Table of Contents
This section gives a brief overview of the architechture used in BASE. This is a good starting point if you need to know how various parts of BASE are glued together. The figure below should display most of the importants parts in BASE. The following sections will briefly describe some parts of the figure and give you pointers for further reading if you are interested in the details.
BASE stores most of it's data in a database. The database is divided into two parts, one fixed and one dynamic part.
The fixed part contains tables that corresponds
to the various items found in BASE. There is, for example, one table
for users, one table for groups and one table for reporters. Some items
share the same table. Biosources, samples, extracts and labeled extracts are
all biomaterials and share the BioMaterials
table. The access
to the fixed part of the database goes through Hibernate in most cases
or through the the Batch API in some cases (for example, access to reporters).
The dynamic part of the database contains tables for storing analyzed data. Each experiment has it's own set of tables and it is not possible to mix data from two experiments. The dynamic part of the database can only be accessed by the Batch API and the Query API using SQL and JDBC.
Note | |
---|---|
The actual location of the two parts depends on the database that is used. MySQL uses two separate databases while PostgreSQL uses one database with two schemas. |
Hibernate (www.hibernate.org) is an
object/relational mapping software package. It takes plain Java objects
and stores them in a database. All we have to do is to set the properties
on the objects (for example: user.setName("A name")
). Hibernate
will take care of the SQL generation and database communication for us.
This is not a magic or automatic process. We have to provide mapping
information about what objects goes into which tables and what properties
goes into which columns, and other stuff like caching and proxy settings, etc.
This is done by annotating the code with Javadoc comments. The classes
that are mapped to the database are found in the net.sf.basedb.core.data
package, which is shown as the Data classes box in the image above.
The HibernateUtil
Hibernate supports many different database systems. In theory, this means
that BASE should work with all those databases. However, in practice we have
found that this is not the case. For example, Oracle converts empty strings
to null
values, which breaks some parts of our code that
expects non-null values. Another difficulty is that our Batch API and some parts of
the Query API:s generates native SQL as well. We try to use database dialect information
from Hibernate, but it is not always possible. The DbEngine
DefaultDbEngine
MySQLEngine
PostgresDbEngine
Hibernate comes with a price. It affects performance and uses a lot of memory. This means that those parts of BASE that often handles lots of items at the same time doesn't work well with Hibernate. This is for example reporters, array design features and raw data. We have created the Batch API to solve these problems.
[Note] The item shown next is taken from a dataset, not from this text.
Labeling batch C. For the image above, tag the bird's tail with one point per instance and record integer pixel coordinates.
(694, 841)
The Batch API uses JDBC and SQL directly against the database. However, we
still use metadata and database dialect information available from Hibernate
to generate most of the SQL we need. In theory, this should make the Batch API
just as database-independent as Hibernate is. In practice there is some information
that we can't extract from Hibernate so we have implemented a simple
DbEngine
BatchableData
Note | |
---|---|
The main reason for the Batch API is to avoid the internal caching of Hibernate which eats lots of memory when handling thousands of items. Hibernate 3.1 introduced a new stateless API which among other things doesn't do any caching. This version was released after we had created the Batch API. We made a few tests to check if it would be better for us to switch back to Hibernate but found that it didn't perform as well as our own Batch API (it was about 2 times slower). In any case, we can never get Hibernate to work with the dynamic database, so the Batch API is needed. |
The data classes are, with few exceptions, for internal use. These are the classes that are mapped to the database with Hibernate mapping files. They are very simple and contains no logic at all. They don't do any permission checks or any data validation.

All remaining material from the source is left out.